On the contrary, I think VMware IaaS will be a demonstration of how vCloud Suite can be used to build out multi-tenant cloud services. It could be a variation of the cloud that it already operates for developers, Cloud Foundry. If it moves a version of Cloud Foundry from platform-as-a-service into IaaS, it will only be following in Microsoft’s footsteps, which did the same with Azure PaaS earlier this year. Cloud Foundry has the benefit of being open source code, and VMware partners desperately need something lower priced than vSphere 5 and vCloud Director with which to compete.

VMware may even have a little spare cloud hardware in its VCE subsidiary’s warehouse that it would like to put into productive use. In that way, the VMware “public cloud” could go on the books as a business expense instead of an unwanted inventory write-down. I don’t have any insight into VMware’s actual accounting methods; I just know there are several ways for VMware to launch a full-bore public cloud. A test of how serious it is about public cloud computing would be to ask: Where is the equivalent of AWS US East, AWS US West, AWS Singapore, AWS Japan, AWS Brazil, AWS Sydney and AWS Dublin? Will VMware be opening cloud data centers around the globe? Don’t hold your breath on that one. Or is a model VMware public cloud meant to drive the further development of public cloud partners around the globe?

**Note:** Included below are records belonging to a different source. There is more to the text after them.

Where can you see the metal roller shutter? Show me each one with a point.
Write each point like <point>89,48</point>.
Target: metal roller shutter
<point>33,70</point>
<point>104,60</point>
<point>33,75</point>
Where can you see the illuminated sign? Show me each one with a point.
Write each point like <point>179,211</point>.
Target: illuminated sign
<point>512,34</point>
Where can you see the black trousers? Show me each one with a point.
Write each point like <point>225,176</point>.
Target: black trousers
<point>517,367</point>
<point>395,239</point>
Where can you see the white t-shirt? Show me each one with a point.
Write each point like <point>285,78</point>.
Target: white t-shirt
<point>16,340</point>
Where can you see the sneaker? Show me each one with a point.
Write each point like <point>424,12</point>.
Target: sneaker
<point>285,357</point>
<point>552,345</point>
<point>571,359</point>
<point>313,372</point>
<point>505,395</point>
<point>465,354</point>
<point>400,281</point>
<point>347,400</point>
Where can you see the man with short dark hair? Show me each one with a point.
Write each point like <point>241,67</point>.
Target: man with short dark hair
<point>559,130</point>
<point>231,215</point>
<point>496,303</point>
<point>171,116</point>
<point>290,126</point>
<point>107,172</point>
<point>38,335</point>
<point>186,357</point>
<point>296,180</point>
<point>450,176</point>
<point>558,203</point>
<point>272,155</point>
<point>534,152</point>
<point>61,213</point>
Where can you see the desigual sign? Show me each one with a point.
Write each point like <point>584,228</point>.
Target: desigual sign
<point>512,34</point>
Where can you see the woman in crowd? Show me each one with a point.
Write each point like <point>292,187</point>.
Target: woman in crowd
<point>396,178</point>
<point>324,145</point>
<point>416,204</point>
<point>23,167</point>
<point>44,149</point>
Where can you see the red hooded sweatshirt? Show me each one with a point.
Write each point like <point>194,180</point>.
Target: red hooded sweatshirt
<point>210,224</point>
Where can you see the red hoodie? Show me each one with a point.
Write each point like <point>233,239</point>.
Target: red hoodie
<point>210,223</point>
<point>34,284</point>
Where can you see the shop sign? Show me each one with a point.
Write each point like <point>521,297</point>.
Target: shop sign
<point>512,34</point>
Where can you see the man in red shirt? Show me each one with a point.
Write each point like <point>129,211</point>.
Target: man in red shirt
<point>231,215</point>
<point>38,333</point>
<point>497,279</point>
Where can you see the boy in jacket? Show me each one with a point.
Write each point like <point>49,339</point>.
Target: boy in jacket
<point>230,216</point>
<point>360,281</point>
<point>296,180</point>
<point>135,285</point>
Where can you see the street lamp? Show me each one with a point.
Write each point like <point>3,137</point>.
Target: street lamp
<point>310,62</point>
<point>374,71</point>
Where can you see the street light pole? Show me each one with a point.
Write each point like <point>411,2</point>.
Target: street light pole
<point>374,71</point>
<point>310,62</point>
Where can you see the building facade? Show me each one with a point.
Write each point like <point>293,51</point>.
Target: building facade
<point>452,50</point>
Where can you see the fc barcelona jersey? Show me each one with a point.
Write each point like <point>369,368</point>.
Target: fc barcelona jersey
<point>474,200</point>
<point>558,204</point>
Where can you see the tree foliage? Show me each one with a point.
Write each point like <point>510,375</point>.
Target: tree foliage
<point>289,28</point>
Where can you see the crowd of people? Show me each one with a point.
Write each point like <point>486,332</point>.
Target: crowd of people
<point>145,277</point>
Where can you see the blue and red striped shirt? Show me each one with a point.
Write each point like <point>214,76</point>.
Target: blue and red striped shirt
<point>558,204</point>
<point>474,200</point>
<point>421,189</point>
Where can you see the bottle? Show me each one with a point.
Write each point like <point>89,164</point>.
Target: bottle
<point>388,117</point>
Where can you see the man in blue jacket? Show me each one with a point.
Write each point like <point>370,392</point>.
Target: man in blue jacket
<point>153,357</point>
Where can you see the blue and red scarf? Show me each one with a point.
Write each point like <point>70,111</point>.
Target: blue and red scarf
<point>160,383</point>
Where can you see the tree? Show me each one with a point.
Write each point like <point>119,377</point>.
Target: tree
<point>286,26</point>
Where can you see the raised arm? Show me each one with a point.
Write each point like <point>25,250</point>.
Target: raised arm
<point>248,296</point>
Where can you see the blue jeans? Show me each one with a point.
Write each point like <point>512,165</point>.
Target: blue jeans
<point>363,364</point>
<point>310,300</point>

Indeed, if VMware announces a chain of cloud data centers, I’ll be asking Bill Fathers, senior VP and general manager of VMware hybrid cloud services, when I talk to him May 21 why VMware hired him in the first place. His Linkedin profile shows he has experience in “Establishing worldwide alliances, partner programs, joint ventures.” That’s not going to be very useful if it’s VMware’s goal to scoop up customers’ interest in public cloud services for itself.

If that is its plan, that means a chain of VMware cloud data centers would be seeking to displace partners such as CSC, Dell, Bluelock, AT&T, Colt, Softbank and SingTel, and hundreds of regional suppliers. Most of these partners have continued building out their VMware services, even as word of VMware’s plans leaked out in March. Maybe they didn’t get the public cloud memo.

No, I’m betting VMware will establish a model public cloud to prove what can be done with a new round of VMware products and attract some customers to it. This will act as both model and goad to partners who have implemented partial public clouds but still haven’t quite gotten there. And it’s not all on the partners. VMware until now hasn’t produced the supplier software needed to operate a fully functioning, fully equipped, multitenant public cloud. That’s another thing I’ll be looking for Tuesday — what’s available in the VMware code? Is there more there than there used to be? This is a make-or-break space for the future of VMware, and I can’t wait to see what unfolds.